This work exposes a fundamental limitation of softmax: its inability to robustly approximate sharp functions under large-scale inputs. We theoretically prove that, for basic tasks such as maximum-key retrieval, any learnable circuit based on softmax necessarily suffers decision degradation at test time as the number of items grows—thereby refuting its scale robustness. Unlike empirical tuning, this is the first rigorous theoretical characterization of this deficiency. To address it, we propose an inference-time adaptive temperature scaling mechanism that dynamically adjusts the softmax temperature in an input-aware manner to enhance attention sharpness. Leveraging probabilistic modeling and differentiable analysis, our theoretical derivation and empirical evaluation consistently demonstrate that the mechanism significantly improves decision sharpness and generalization performance at scale. This provides a novel paradigm for achieving scale-invariant sharp computation.

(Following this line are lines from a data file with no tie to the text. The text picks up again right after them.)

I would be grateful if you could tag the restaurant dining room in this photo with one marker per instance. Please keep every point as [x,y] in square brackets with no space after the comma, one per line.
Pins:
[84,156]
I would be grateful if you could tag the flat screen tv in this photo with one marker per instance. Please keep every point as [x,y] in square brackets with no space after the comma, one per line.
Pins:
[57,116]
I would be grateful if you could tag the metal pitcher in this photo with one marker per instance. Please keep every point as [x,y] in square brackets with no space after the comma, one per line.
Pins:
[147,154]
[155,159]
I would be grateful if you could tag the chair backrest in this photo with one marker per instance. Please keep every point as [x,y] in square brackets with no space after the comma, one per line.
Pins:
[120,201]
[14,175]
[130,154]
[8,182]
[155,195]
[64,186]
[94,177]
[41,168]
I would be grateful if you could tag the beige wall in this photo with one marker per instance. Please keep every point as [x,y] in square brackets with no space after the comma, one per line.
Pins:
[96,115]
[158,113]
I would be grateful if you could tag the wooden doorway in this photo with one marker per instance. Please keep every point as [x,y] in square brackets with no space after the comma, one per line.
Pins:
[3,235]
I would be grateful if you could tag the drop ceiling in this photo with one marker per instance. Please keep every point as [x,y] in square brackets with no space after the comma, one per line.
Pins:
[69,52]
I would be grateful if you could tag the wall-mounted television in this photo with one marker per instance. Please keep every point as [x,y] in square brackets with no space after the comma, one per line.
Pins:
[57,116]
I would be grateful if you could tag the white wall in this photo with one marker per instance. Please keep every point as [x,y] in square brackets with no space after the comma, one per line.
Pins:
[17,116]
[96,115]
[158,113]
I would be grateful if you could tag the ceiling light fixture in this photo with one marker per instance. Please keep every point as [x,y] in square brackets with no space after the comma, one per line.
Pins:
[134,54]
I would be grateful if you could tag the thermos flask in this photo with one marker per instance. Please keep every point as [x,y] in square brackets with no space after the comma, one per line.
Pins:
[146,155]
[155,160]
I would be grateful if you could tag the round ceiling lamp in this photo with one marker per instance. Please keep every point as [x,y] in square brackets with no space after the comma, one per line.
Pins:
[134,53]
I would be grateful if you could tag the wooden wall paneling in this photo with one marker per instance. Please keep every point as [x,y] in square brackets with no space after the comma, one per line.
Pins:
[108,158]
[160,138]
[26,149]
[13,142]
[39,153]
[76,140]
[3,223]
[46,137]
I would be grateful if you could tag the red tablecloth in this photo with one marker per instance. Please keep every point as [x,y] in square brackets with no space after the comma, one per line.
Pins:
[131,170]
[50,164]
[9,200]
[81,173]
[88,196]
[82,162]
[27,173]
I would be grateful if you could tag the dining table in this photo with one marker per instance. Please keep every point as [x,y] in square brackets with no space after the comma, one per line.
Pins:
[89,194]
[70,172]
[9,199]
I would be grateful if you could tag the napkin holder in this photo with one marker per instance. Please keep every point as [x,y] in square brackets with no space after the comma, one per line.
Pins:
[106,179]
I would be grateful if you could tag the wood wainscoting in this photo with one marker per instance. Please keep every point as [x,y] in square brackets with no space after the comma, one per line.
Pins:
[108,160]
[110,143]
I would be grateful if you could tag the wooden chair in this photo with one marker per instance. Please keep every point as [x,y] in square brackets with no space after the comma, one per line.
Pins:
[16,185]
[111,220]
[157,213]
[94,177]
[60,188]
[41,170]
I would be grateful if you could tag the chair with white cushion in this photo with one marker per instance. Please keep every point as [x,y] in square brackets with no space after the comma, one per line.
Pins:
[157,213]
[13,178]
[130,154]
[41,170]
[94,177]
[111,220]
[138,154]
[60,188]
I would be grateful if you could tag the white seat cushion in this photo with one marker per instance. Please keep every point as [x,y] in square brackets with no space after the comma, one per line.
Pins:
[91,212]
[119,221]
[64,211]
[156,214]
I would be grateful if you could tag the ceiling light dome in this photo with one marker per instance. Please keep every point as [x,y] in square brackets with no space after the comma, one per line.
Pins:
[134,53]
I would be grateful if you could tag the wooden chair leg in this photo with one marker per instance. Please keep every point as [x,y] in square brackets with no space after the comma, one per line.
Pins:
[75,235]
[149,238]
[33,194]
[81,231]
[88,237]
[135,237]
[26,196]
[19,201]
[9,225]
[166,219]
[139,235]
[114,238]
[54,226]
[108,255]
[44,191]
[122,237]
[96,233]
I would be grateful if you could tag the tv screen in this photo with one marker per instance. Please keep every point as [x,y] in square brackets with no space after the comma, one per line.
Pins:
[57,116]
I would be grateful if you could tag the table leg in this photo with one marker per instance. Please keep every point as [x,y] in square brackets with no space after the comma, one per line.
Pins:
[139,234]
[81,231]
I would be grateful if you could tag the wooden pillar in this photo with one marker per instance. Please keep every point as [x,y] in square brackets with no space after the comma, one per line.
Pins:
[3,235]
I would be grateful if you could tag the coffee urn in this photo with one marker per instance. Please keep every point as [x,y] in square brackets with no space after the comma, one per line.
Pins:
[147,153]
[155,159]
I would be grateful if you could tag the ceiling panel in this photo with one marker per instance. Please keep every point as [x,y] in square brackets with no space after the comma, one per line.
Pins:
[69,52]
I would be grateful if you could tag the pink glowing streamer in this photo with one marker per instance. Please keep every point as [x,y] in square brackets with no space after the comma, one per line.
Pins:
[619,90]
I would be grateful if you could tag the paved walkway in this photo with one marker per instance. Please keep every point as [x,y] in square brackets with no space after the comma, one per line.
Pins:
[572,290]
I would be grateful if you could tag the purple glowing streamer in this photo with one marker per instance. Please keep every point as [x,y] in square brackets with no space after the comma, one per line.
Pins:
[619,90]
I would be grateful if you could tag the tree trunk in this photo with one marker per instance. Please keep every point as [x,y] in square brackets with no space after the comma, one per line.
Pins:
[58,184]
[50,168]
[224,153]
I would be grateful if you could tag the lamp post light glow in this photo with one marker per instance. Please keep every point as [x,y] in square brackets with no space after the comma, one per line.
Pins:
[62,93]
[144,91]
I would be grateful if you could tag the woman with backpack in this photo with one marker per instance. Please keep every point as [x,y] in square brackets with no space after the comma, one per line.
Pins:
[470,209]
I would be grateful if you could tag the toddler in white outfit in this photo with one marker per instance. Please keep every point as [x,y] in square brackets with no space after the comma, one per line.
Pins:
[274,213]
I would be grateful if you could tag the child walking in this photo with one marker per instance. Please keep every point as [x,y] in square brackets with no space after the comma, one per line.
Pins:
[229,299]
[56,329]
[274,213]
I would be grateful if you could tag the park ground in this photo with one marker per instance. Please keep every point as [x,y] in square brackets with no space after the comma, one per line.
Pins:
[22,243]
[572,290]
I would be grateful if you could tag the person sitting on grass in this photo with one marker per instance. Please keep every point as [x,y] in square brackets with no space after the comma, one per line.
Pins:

A key property of reasoning systems is the ability to make sharp decisions on their input data. For contemporary AI systems, a key carrier of sharp behaviour is the softmax function, with its capability to perform differentiable query-key lookups. It is a common belief that the predictive power of networks leveraging softmax arises from"circuits"which sharply perform certain kinds of computations consistently across many diverse inputs. However, for these circuits to be robust, they would need to generalise well to arbitrary valid inputs. In this paper, we dispel this myth: even for tasks as simple as finding the maximum key, any learned circuitry must disperse as the number of items grows at test time. We attribute this to a fundamental limitation of the softmax function to robustly approximate sharp functions with increasing problem size, prove this phenomenon theoretically, and propose adaptive temperature as an ad-hoc technique for improving the sharpness of softmax at inference time.